How we do it and as usual, you are welcome to do it however you like, but there's a whole bunch of "knowledge" about stuff that gets repeated as "truth" that really isn't.
1- pull cover, peel off the big strings of smooshed out cured RTV.
2- scrape diff side with a single edge razor blade perpendicular to surface to get the large bits off.
3- repeat for cover.
4- apply Mopar gear oil specific RTV so that when smoothed out, it is about 1/16" thick.
5- install cover using top bolt and taking care to not slide cover sideways and smear the RTV around.
6- install rest of bolts, then tighten all of them.
7- fill with gear oil.
Here is the logic. Mopar RTV is formulated for oily surfaces, so we just spray a bit of brake cleaner on a rag and give both sealing surfaces a quick wipe. If we leave some smallish bits of RTV in the low spots by just scraping, they are doing just that, filling the low spots and that's what we want. Putting new RTV over old RTV down in the low spots doesn't hurt a thing, it got there by filling the low spot so what difference does it make? If we scrape it lower than the top of the high spots, the new layer will go into the spot and still fill it so again, what difference does it make? We never wait on the RTV to cure before we fill with oil and here's why.

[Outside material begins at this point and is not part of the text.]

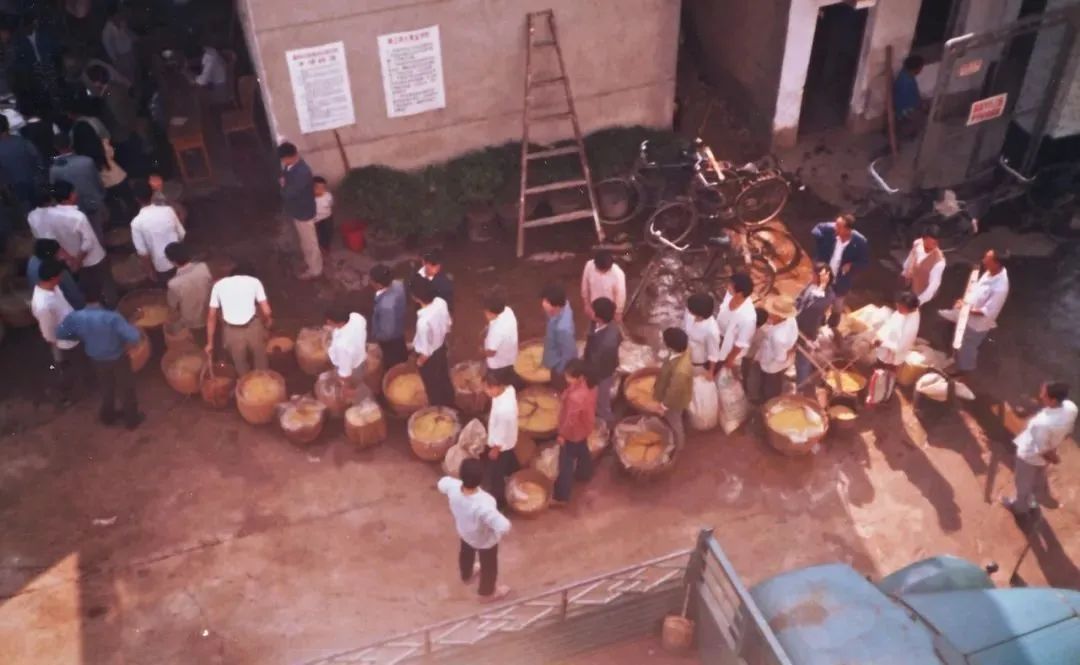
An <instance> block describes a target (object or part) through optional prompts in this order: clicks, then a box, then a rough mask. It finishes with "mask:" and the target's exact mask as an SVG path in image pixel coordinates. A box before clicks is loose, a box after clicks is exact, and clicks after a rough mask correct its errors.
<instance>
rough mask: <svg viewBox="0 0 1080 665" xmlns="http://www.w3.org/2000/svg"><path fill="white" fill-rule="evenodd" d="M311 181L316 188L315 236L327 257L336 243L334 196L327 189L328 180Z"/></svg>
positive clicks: (327, 189) (315, 176) (315, 201)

The oil has a very small amount of hydrostatic pressure. Recall how much force it takes to push the RTV out of the tube through the relatively large hole you poked in the seal under in the nozzle end to get it onto the sealing surface. The oil would have to have a higher amount of force to displace the RTV in that very thin layer trapped between the two surfaces and that simply isn't possible.

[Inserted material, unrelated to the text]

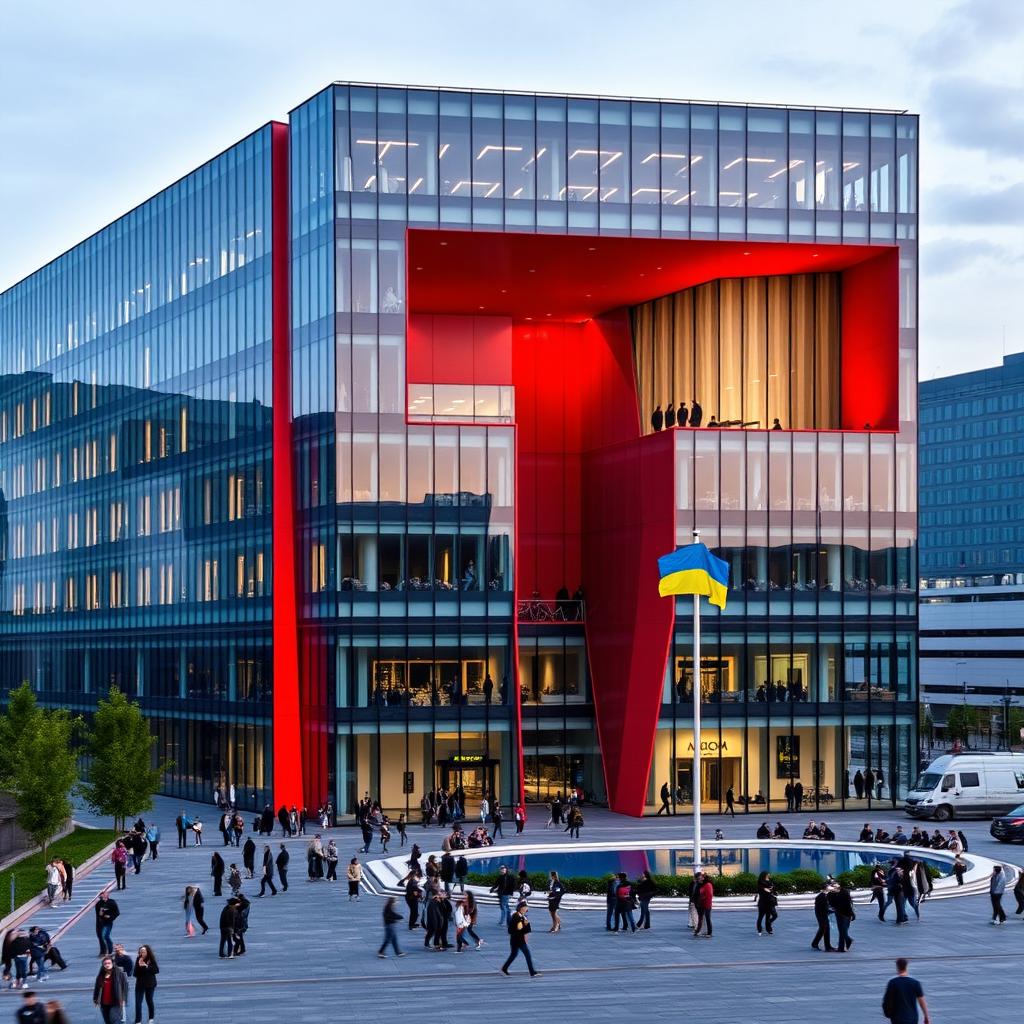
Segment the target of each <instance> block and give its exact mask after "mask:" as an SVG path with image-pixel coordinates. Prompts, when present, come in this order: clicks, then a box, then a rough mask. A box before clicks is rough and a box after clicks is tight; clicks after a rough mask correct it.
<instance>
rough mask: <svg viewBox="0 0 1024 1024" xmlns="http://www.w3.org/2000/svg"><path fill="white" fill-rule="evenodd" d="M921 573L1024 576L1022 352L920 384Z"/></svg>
mask: <svg viewBox="0 0 1024 1024" xmlns="http://www.w3.org/2000/svg"><path fill="white" fill-rule="evenodd" d="M920 482H921V574H922V578H923V579H924V580H926V581H929V584H927V585H930V586H948V585H949V584H950V583H954V582H956V581H964V582H974V583H976V584H981V585H985V584H988V585H993V584H994V585H1001V584H1010V583H1020V582H1022V580H1024V527H1022V526H1021V525H1020V502H1021V499H1022V498H1024V355H1021V354H1020V353H1017V354H1013V355H1007V356H1005V357H1004V359H1002V366H999V367H991V368H988V369H986V370H976V371H974V372H973V373H967V374H956V375H954V376H952V377H944V378H939V379H938V380H931V381H923V382H922V384H921V481H920Z"/></svg>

The last and single most important thing that I rarely see mentioned is to take a bottoming tap and clean out the holes in the diff. Folks are rarely careful about how much RTV they get in the holes so it is possible to get a bolt started and have it "hydro-lock" on the old RTV and then break off before it bottoms out on the flange and gets tight.
Gaskets are used on gear swaps until the break in period is over and we change the oil at which point we toss the gasket and use RTV.
We can't use gaskets off road because the first time you bump the cover on a rock, it compresses the gasket, the cover springs back and now we have a leak.